1. (As long as I can remember.) I noticed that as one backs up from a cloud (or the cloud goes skidding toward the horizon) one sees more and more of the side. This prompted me to wonder whether, if one could back up along a flat plane infinitely, one could catch a glimpse of the very top, supposing for the sake of the illustration that the cloud were replaced by a cube. (I suspected not but wanted to know how one's angle of view could continuously and monotonically change without going over to the top.)

2. (Around second or third grade.) We had an old Ford Falcon and I remember having to give the door a heave to get it to close. Push too softly and it would bounce back at you; push hard enough and it would slam shut. I wondered whether those two conditions guaranteed that there was some degree of force with which I could push the door that would leave it just balanced between coming back at me and going all the way. Much practice convinced me that I was never going to find the magic intermediate push by trial and error. But the existence claim intrigued me, and I knew that my failure to find it in practice was not strong evidence against it.

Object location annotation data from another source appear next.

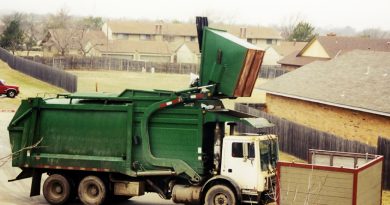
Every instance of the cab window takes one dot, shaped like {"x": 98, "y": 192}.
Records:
{"x": 238, "y": 149}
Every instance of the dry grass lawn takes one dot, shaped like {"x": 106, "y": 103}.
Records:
{"x": 117, "y": 81}
{"x": 28, "y": 86}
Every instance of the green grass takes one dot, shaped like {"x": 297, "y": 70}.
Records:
{"x": 28, "y": 86}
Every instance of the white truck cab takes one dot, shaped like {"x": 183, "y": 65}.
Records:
{"x": 250, "y": 161}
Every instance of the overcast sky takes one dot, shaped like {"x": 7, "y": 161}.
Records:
{"x": 359, "y": 14}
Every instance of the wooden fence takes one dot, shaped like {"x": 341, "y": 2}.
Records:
{"x": 297, "y": 139}
{"x": 384, "y": 149}
{"x": 107, "y": 63}
{"x": 40, "y": 71}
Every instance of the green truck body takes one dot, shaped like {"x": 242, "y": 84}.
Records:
{"x": 139, "y": 134}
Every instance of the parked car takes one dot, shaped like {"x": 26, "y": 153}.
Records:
{"x": 10, "y": 90}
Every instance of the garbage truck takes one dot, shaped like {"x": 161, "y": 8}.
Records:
{"x": 182, "y": 145}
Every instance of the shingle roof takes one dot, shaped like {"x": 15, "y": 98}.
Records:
{"x": 357, "y": 80}
{"x": 127, "y": 46}
{"x": 288, "y": 47}
{"x": 149, "y": 27}
{"x": 259, "y": 32}
{"x": 188, "y": 29}
{"x": 292, "y": 59}
{"x": 336, "y": 45}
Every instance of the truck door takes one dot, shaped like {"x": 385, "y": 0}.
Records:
{"x": 239, "y": 164}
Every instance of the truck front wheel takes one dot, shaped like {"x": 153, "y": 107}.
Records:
{"x": 220, "y": 195}
{"x": 56, "y": 189}
{"x": 92, "y": 191}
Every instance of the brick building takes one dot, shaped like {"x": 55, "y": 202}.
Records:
{"x": 347, "y": 96}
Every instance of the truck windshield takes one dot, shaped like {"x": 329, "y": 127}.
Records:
{"x": 268, "y": 154}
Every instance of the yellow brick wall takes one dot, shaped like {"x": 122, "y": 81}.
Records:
{"x": 360, "y": 126}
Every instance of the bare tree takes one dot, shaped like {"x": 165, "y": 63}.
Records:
{"x": 374, "y": 33}
{"x": 63, "y": 39}
{"x": 61, "y": 31}
{"x": 288, "y": 25}
{"x": 61, "y": 19}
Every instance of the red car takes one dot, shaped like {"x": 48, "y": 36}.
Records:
{"x": 9, "y": 90}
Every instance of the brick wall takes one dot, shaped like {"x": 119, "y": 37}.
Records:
{"x": 364, "y": 127}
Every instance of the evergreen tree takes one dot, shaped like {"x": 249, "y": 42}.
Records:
{"x": 302, "y": 32}
{"x": 12, "y": 37}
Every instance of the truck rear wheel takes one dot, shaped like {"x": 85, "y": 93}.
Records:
{"x": 92, "y": 191}
{"x": 56, "y": 189}
{"x": 220, "y": 195}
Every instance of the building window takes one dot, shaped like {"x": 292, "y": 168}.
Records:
{"x": 146, "y": 37}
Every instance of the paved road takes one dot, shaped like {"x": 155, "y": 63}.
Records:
{"x": 17, "y": 193}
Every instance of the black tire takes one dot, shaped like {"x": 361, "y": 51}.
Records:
{"x": 56, "y": 189}
{"x": 92, "y": 191}
{"x": 220, "y": 195}
{"x": 11, "y": 93}
{"x": 116, "y": 198}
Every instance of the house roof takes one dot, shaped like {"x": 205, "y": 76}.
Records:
{"x": 188, "y": 29}
{"x": 128, "y": 46}
{"x": 357, "y": 80}
{"x": 336, "y": 45}
{"x": 149, "y": 27}
{"x": 292, "y": 59}
{"x": 259, "y": 32}
{"x": 287, "y": 47}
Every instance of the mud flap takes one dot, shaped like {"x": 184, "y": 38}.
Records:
{"x": 36, "y": 183}
{"x": 26, "y": 173}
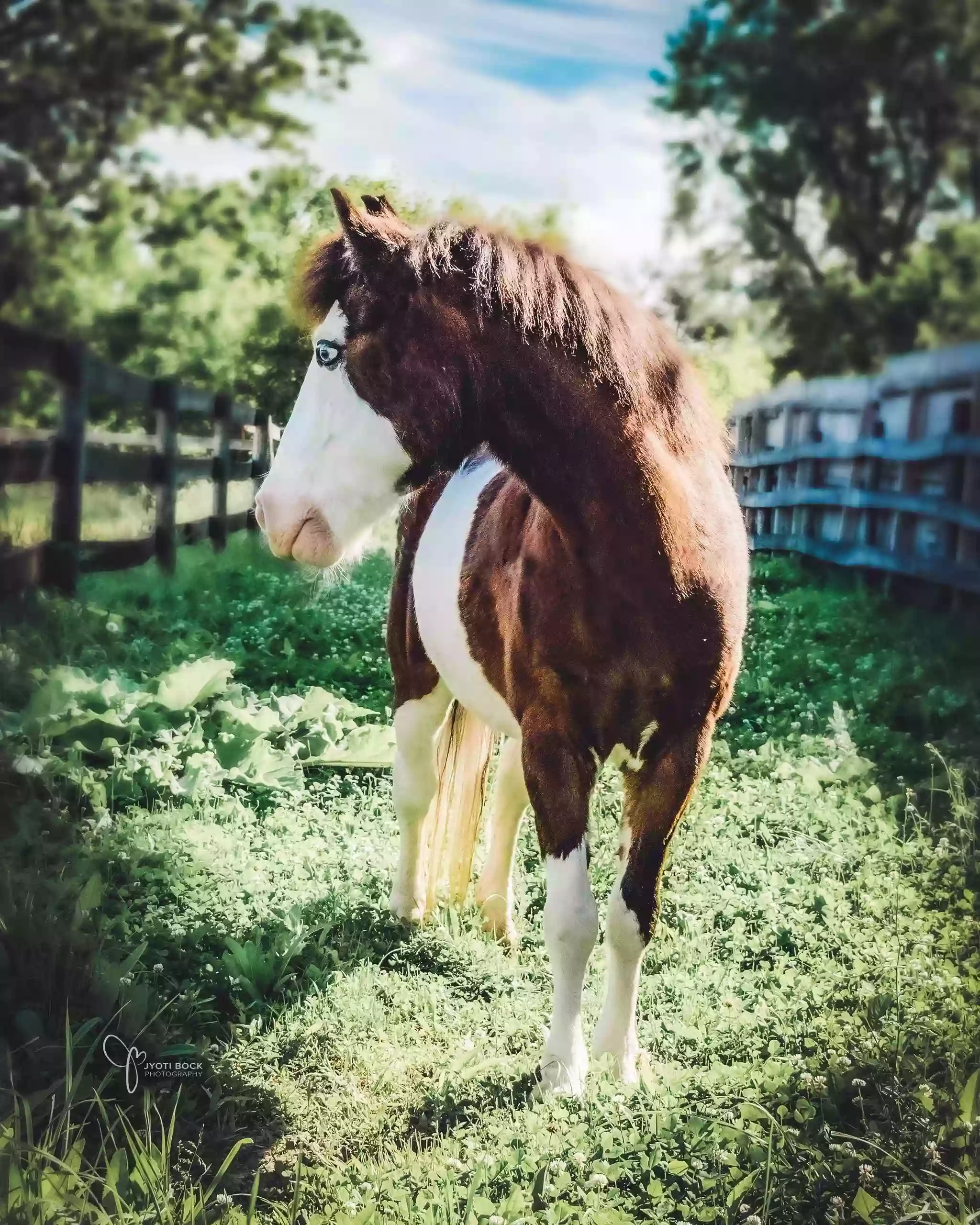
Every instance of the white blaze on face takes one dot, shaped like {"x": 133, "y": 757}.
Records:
{"x": 337, "y": 467}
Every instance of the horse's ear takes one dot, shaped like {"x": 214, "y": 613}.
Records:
{"x": 379, "y": 206}
{"x": 371, "y": 235}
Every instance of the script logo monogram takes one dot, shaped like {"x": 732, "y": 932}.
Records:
{"x": 132, "y": 1060}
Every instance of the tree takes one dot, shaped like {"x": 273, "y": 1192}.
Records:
{"x": 846, "y": 126}
{"x": 82, "y": 80}
{"x": 177, "y": 281}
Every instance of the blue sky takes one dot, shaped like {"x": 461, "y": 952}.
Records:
{"x": 516, "y": 103}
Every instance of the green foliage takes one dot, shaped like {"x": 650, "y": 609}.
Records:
{"x": 70, "y": 114}
{"x": 172, "y": 279}
{"x": 733, "y": 367}
{"x": 930, "y": 299}
{"x": 809, "y": 1006}
{"x": 845, "y": 129}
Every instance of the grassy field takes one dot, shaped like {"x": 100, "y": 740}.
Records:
{"x": 179, "y": 863}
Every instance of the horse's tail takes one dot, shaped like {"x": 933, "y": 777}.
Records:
{"x": 452, "y": 825}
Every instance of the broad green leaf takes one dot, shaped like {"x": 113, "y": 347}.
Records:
{"x": 968, "y": 1103}
{"x": 265, "y": 766}
{"x": 864, "y": 1204}
{"x": 91, "y": 893}
{"x": 370, "y": 746}
{"x": 194, "y": 683}
{"x": 853, "y": 767}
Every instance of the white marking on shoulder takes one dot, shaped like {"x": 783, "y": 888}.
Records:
{"x": 622, "y": 755}
{"x": 435, "y": 585}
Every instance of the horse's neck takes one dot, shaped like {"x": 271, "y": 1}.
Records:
{"x": 576, "y": 449}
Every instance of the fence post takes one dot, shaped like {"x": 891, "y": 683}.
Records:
{"x": 165, "y": 401}
{"x": 261, "y": 460}
{"x": 62, "y": 557}
{"x": 217, "y": 526}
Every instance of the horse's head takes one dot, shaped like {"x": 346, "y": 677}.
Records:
{"x": 381, "y": 407}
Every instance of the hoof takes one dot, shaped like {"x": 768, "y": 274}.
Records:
{"x": 497, "y": 914}
{"x": 561, "y": 1080}
{"x": 406, "y": 908}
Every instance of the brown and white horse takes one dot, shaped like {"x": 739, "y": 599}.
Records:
{"x": 571, "y": 571}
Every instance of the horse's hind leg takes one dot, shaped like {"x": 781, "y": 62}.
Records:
{"x": 559, "y": 782}
{"x": 494, "y": 889}
{"x": 656, "y": 797}
{"x": 417, "y": 724}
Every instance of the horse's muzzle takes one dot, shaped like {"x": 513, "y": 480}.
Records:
{"x": 309, "y": 539}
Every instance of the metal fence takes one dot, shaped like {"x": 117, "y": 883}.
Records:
{"x": 879, "y": 473}
{"x": 75, "y": 456}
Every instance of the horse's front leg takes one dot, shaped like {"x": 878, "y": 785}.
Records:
{"x": 559, "y": 782}
{"x": 655, "y": 800}
{"x": 495, "y": 886}
{"x": 417, "y": 724}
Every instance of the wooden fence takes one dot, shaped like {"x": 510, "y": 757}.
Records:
{"x": 75, "y": 456}
{"x": 879, "y": 473}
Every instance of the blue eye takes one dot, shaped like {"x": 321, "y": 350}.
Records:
{"x": 329, "y": 355}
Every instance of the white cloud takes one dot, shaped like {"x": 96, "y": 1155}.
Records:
{"x": 422, "y": 115}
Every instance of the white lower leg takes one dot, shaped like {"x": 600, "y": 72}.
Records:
{"x": 416, "y": 727}
{"x": 571, "y": 924}
{"x": 615, "y": 1033}
{"x": 494, "y": 889}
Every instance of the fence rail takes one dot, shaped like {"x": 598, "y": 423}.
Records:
{"x": 881, "y": 475}
{"x": 74, "y": 456}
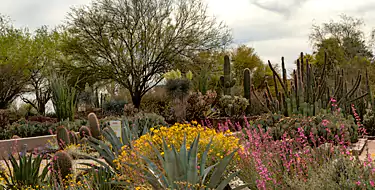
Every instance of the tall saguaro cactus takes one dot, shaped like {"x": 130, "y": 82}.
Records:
{"x": 310, "y": 91}
{"x": 226, "y": 81}
{"x": 247, "y": 88}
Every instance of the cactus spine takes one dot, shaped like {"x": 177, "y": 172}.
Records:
{"x": 62, "y": 135}
{"x": 309, "y": 90}
{"x": 247, "y": 88}
{"x": 62, "y": 164}
{"x": 226, "y": 81}
{"x": 84, "y": 131}
{"x": 94, "y": 125}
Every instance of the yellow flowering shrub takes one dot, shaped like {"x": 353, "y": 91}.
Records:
{"x": 222, "y": 145}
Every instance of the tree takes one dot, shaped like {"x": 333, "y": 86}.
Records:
{"x": 42, "y": 56}
{"x": 245, "y": 57}
{"x": 134, "y": 42}
{"x": 14, "y": 62}
{"x": 342, "y": 41}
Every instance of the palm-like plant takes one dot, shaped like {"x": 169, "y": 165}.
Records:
{"x": 25, "y": 172}
{"x": 180, "y": 169}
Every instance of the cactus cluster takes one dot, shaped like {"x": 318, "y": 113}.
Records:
{"x": 226, "y": 81}
{"x": 94, "y": 125}
{"x": 62, "y": 164}
{"x": 65, "y": 137}
{"x": 309, "y": 91}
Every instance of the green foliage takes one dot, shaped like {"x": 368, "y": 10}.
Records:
{"x": 145, "y": 121}
{"x": 62, "y": 165}
{"x": 144, "y": 57}
{"x": 310, "y": 91}
{"x": 226, "y": 81}
{"x": 24, "y": 128}
{"x": 24, "y": 172}
{"x": 245, "y": 58}
{"x": 232, "y": 106}
{"x": 180, "y": 169}
{"x": 318, "y": 126}
{"x": 64, "y": 98}
{"x": 15, "y": 61}
{"x": 94, "y": 125}
{"x": 178, "y": 88}
{"x": 62, "y": 136}
{"x": 73, "y": 137}
{"x": 114, "y": 107}
{"x": 84, "y": 131}
{"x": 199, "y": 105}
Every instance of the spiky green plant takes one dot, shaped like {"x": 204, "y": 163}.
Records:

3. (Some time in my early teens, while riding back from the library on a warm summer day with a backpack full of books.) Take a dictionary, open it anywhere, and pick a boldfaced word. This entry will have a definition that is given in terms of other words. Look up each of those other words; they have their own definitions, given in words. For each word in each of those definitions, repeat the process. After a few iterations, one is practically guaranteed to come upon a word being used in a definition that was previously defined. What does this show? I decided that (a) it is an inevitable and fairly innocuous consequence of the fact that the number of words in English is finite, but (b) it also shows that a dictionary is semantically useful only to someone who knows in some independent fashion what at least some of the words mean. (Looking back, I'm amused by the parallel between this one and Searle's Chinese Room argument, which I had certainly never heard of.)
1.16.2007 5:58pm
Bill Vallicella (mail) (www):
Tim,

These interesting reports shown how child is father to the man. As for #3, there is not only a parallel with the Chinese Room, but also with Saussure and Derrida. I hope you don't find that too disturbing, given your aversion to Continental philosophy!

I am sure you have had the somewhat related experience of temporary aphasia as when you stare at a word, focussng on its visual or aural properties to the point where it loses meaning.
1.16.2007 6:58pm
Tim:
Bill,

You write:
As for #3, there is not only a parallel with the Chinese Room, but also with Saussure and Derrida. I hope you don't find that too disturbing, given your aversion to Continental philosophy!
Ah well, even a stopped clock is right twice a day.

But here's a challenge for you. The first philosophy book that I ever read (all the way through, I think) was something that would be classified, broadly, as in the Continental tradition -- and I enjoyed it! Can you guess which book that was? (Hint: the author wasn't on your list of those who set your pulse racing when you were 21, though it was published around that time (assuming you were born around 1950). But it seems plausible to me that you've read the book, and if you did, I suspect you enjoyed it too.)